Lucy looks up at him imploringly.
“Cal, I was just defending you,” she says.
“God, Lucy, why can’t you leave this alone?” Callum snaps.
“Because it’s not fair!” she protests, sounding suddenly very young.
Callum grunts.
“Fair,” he says bitterly. “Nothing’s fair.”
He’s standing next to a portrait of a long-dead McAndrew in a kilt and velvet jacket, both hands planted in front of him on the hilt of a sword, lowering storm clouds brewing thunder in the gray sky behind him, a strike of lightning splitting an oak tree in the background of the painting. The long-dead McAndrew, who was clearly painted in a very bad mood, is the spitting image of Callum, from the dark brows pulled down over the gray-green eyes to the stubbornly set jaw, even the stance of the broad shoulders and legs planted wide enough to withstand a gathering storm.
And I think of Dan, Callum’s twin brother, dead and buried, and Callum standing here, so alive that lightning practically crackles in the air around him.

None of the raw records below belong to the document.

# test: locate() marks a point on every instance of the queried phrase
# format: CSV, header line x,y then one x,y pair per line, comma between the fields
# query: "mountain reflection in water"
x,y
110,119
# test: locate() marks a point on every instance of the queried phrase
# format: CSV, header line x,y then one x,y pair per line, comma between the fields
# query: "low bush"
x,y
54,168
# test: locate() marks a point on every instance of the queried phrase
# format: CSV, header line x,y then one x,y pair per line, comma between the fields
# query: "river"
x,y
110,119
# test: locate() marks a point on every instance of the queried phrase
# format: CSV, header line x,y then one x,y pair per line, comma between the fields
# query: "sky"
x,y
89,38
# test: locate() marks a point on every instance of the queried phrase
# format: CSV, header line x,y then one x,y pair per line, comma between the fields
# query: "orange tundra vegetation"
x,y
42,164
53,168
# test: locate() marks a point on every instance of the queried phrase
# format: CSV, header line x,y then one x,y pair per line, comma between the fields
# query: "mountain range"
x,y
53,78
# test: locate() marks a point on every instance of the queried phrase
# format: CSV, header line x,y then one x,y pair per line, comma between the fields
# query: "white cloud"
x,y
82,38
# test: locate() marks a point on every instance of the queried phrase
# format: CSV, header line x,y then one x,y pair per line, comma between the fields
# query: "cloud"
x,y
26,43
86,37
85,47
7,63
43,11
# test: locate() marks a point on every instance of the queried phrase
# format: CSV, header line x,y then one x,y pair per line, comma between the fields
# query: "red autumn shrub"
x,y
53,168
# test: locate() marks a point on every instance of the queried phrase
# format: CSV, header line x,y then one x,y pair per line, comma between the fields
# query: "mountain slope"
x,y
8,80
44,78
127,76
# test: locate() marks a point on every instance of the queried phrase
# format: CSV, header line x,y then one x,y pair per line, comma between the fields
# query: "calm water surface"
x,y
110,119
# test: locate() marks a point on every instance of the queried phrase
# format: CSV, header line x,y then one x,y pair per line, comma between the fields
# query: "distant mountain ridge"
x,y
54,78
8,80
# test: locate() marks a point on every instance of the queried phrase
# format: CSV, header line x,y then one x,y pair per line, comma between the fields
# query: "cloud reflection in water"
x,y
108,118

Callum’s right. Nothing’s fair.
He turns to Catriona. “And you shouldn’t be encouraging her.”
Catriona, quite unintimidated by Callum’s looming presence, leans back in the window seat, wrapping her arms around her knees, and sighs:
“Cal, you can’t go round policing what everyone talks about. Scarlett just got here. Of course she wants to talk about Dan, that’s what she’s here for.”

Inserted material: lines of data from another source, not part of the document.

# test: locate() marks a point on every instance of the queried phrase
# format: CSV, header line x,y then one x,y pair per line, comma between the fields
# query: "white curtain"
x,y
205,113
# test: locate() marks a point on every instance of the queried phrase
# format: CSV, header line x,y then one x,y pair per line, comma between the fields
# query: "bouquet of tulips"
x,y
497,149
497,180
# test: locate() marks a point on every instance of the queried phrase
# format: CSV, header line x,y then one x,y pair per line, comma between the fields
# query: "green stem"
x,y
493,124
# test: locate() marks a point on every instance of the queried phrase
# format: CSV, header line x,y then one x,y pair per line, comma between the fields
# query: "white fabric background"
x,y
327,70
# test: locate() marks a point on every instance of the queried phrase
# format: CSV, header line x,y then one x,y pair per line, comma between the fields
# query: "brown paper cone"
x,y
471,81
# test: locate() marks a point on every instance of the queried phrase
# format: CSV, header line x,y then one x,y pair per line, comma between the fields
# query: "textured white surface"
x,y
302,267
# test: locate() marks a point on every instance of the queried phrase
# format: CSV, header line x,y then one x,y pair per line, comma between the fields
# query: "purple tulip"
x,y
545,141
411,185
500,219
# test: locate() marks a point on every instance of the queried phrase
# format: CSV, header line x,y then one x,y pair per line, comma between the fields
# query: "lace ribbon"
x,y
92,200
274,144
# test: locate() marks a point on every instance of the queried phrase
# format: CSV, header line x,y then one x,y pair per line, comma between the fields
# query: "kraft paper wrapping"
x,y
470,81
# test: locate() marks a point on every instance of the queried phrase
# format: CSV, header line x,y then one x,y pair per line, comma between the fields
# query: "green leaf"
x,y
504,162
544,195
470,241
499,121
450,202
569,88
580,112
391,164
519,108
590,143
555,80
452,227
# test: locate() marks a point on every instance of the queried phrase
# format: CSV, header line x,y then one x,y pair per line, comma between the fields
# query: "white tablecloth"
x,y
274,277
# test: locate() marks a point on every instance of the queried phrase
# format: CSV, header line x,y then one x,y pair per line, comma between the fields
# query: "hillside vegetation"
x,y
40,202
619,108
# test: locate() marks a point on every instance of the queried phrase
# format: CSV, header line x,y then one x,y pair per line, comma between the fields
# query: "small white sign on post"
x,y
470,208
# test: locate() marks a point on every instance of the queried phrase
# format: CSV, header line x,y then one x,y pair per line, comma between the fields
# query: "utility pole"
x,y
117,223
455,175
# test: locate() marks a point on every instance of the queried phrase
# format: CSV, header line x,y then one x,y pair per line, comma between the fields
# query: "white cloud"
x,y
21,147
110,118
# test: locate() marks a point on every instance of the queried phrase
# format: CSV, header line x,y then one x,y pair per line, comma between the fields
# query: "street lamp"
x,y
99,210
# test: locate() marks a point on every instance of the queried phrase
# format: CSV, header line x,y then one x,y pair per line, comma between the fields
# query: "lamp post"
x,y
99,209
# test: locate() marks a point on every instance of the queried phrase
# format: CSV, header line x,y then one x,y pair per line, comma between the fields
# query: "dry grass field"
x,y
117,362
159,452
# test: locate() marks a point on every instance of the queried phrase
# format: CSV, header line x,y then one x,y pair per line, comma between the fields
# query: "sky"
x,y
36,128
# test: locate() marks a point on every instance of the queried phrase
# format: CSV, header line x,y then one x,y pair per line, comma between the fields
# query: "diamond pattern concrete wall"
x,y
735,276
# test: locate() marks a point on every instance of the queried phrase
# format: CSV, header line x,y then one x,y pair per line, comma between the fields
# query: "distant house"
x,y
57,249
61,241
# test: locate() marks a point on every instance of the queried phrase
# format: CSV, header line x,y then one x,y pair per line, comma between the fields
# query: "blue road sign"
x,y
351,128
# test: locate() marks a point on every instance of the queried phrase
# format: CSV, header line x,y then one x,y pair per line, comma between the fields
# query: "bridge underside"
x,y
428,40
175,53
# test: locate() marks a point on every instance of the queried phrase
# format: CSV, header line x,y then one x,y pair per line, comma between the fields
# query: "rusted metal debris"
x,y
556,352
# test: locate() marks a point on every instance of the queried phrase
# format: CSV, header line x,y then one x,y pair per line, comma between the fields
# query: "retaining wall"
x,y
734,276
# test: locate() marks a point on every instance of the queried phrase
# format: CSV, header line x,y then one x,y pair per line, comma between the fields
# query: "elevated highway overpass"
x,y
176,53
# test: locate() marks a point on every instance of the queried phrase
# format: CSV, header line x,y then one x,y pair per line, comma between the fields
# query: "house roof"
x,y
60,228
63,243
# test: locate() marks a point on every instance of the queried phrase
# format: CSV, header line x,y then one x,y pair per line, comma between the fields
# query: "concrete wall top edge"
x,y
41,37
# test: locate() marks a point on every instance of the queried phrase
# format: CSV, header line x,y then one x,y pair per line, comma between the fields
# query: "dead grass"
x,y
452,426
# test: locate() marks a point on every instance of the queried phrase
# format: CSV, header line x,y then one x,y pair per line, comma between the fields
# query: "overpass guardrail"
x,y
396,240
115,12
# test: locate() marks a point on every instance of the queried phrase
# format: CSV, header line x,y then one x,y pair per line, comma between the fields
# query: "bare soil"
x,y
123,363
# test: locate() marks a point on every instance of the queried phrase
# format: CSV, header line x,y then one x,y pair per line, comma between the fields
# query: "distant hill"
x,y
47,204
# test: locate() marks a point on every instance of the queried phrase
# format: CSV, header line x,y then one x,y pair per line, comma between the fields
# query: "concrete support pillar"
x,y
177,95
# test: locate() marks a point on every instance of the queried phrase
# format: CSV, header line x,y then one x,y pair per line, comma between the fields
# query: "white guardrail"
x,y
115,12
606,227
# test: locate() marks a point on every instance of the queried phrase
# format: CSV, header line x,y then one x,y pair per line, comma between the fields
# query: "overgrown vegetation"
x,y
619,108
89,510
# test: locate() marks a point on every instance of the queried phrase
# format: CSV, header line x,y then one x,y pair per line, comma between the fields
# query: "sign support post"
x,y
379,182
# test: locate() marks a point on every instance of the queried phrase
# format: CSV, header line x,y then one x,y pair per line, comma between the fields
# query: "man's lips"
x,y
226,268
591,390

“She’d better not be saying anything bad about him!” Callum narrows his eyes at me threateningly.
“If you bothered to say a word to me, you could ask me what I’ve been saying,” I snap at him, really annoyed that he’s talking about me as if I weren’t here. “I haven’t got anything negative to say about your brother at all.”
Quite unexpectedly, Callum covers his face with his hands. “I can’t do this,” he groans. “Mum and Dad—everyone talking about Dan, and we’re expected to be able to—God, sometimes I wish I were the one who’d died. I really do.”

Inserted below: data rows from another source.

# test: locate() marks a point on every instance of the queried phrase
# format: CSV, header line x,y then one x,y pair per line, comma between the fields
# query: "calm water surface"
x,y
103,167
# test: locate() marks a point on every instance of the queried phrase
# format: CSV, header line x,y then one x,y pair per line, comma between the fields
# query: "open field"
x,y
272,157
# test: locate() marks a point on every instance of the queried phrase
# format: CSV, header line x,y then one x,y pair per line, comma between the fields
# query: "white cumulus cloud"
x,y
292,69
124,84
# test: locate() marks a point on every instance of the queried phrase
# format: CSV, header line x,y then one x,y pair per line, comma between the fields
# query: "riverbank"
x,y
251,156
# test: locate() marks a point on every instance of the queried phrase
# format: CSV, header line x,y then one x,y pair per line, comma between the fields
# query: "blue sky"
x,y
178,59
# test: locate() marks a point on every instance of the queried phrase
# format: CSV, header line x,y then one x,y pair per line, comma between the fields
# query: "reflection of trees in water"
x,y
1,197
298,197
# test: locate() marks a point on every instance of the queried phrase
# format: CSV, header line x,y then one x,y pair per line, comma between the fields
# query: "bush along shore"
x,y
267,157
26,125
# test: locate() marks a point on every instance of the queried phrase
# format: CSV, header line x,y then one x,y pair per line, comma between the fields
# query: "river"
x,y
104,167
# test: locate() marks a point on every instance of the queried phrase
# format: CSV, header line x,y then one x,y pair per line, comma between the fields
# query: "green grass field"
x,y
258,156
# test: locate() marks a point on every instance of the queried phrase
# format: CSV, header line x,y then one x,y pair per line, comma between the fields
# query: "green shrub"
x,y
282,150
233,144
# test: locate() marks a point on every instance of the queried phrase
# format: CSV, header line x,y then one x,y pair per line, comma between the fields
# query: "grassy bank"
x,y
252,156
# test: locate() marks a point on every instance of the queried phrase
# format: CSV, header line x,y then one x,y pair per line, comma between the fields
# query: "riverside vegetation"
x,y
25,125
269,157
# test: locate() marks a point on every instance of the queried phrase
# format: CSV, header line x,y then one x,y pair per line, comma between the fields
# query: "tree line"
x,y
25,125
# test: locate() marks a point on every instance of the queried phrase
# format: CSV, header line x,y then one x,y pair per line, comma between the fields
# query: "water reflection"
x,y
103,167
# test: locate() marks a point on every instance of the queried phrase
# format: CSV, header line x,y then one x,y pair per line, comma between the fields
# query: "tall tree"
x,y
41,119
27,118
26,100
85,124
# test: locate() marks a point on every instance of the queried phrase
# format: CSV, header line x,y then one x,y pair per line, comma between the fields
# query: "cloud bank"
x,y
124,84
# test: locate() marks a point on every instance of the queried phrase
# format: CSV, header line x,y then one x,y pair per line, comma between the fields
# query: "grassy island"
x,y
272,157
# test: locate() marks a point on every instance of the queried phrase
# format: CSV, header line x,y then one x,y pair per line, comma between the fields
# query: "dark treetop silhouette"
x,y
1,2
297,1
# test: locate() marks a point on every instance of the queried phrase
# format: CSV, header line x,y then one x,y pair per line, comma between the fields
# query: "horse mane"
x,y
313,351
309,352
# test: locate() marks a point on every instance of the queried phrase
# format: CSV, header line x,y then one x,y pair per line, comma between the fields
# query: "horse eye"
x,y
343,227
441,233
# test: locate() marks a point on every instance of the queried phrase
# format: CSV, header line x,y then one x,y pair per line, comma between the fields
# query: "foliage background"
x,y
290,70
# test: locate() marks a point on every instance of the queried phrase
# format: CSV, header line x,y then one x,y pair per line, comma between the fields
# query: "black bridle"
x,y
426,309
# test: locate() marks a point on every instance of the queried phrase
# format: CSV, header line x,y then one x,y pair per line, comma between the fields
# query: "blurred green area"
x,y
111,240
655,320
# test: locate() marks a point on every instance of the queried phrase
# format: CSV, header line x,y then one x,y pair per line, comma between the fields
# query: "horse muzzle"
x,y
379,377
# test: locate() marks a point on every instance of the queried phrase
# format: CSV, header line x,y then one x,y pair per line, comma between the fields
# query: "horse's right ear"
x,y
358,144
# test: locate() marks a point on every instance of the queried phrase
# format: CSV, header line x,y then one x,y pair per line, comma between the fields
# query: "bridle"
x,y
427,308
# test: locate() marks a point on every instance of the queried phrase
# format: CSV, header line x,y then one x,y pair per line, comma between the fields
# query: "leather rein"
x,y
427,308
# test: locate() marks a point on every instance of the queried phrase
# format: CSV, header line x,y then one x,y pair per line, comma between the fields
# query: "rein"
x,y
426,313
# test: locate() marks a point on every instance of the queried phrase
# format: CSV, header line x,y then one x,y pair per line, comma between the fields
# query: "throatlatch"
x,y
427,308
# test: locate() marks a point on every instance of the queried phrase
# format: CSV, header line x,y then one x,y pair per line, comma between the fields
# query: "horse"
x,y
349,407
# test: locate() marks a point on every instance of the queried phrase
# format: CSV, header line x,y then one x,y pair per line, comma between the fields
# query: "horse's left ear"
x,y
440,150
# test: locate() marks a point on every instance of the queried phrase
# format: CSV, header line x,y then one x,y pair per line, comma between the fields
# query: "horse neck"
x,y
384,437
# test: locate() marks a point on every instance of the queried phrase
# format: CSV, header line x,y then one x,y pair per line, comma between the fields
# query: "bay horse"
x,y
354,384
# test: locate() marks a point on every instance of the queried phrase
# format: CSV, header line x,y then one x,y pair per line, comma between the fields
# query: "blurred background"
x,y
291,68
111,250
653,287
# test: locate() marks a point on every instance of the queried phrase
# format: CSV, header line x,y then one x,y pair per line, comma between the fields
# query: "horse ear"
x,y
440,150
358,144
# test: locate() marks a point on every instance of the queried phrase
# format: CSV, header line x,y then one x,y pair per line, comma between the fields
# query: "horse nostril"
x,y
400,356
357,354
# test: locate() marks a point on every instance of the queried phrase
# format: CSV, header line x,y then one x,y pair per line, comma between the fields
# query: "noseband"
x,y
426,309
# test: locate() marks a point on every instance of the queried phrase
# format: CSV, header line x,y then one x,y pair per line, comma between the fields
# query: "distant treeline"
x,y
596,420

He turns his back, and it sounds like he’s crying. Horrified, I can’t move a muscle. I know that the biggest humiliation for someone as tough as Callum McAndrew must be to burst into tears in front of his girlfriend, his sister, and the girl he thinks killed his brother.
“Cal, come with me.” Lucy puts her arm round his shoulders and guides him back down the corridor.
“Just tell her to stay away from me, okay?” Callum says in a voice now thick with tears. “Please? Just get her to stay away from me. . . .”
They vanish round the corner of the gallery. I’m torn between pity for Callum’s obvious pain, and anger at his attitude toward me. The latter emotion is winning out: I can feel myself bristling up. I haven’t exactly been seeking Callum out, and he’s making it sound as if I’m following him all round the castle, pushing my unwanted company on him.
I look at Catriona, who’s still curled up, hands wrapped around her knees. It could be a defensive posture, but she seems more comfortable than frightened. I have the feeling Catriona has seen this scene (without my participation, of course) quite often in the months since Dan’s death. She pulls a face at me, a cross between a grimace and a grin.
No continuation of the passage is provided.